その視線はナノカにつられて、彼女を見る。
詐称を行った者を見つめる。
ナノカは言う。
「私達は最初から数え間違いをしていた」
そんな彼女の呟きにレイアは答えた。
「そうさナノカ君。私たちは勝手にそう認識して、きちんと把握せずに裁判を始めていた。これが劇にしろゲームだったにしろ、それはあまりにナンセンスで致命的な確認ミスだ」
レイアはそう宣言する。
皆がその宣言を聞き、ナノカの視線に釣られその者を見て、幾人かが気がつき始める。
「え?あ・・・そっかそれなら」
「はぁ?….え、あ、あぁ!」
「数え間違い?...あぁそうかよ。そもそも最初から勘違いしたってことかよ」
各自、皆思い思いの反応を見せていく。
そうだ。私達は最初、勘違いをしていたのだ。
何度も裁判をした固定メンバー。慣れ親しんだ裁判所。いなくなったが故に空白の席。
なら同じと勘違いしていても何ら不思議ではない。
故に気が付かなかった。最初から魔女裁判と違っていたのだと。
私たちは視線を向ける。
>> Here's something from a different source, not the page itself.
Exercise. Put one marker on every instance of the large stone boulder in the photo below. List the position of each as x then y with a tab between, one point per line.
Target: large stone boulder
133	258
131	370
その先に席はなくただ1人の少女が立っているのみ
視線を向けられたいつもと同じ涼しい顔を保っている。
だが、そんな人物にナノカは指を突きつけ、言葉を撃った。
「この裁判の参加人数は?」
「…」
「嘘偽りなく答えなさい---月代ユキ」
その言葉を打ち込まれた者。ユキはゆっくりと口を開いた。
「ーーー十三人ですよ。ナノカ」
その言葉は静かに、そしてはっきりと裁判所に響く。
ーーー十三人。そう十三人なのだ最初から。
メルルを除いた十二人ではない。
エマ
ワタシ
アンアン
ノア
レイア
ミリア
マーゴ
ナノカ
アリサ
シェリー
ハンナ
ココ
そしてもう一人。十三人目がいる。
ゆえに答えは一つ。
私は彼女に答えを突きつける。
「昨日の成り代わりはお前だな。そして、今日も」
「さぁ?何のことでしょう?」
十三人目、月代ユキはニヤリと笑った。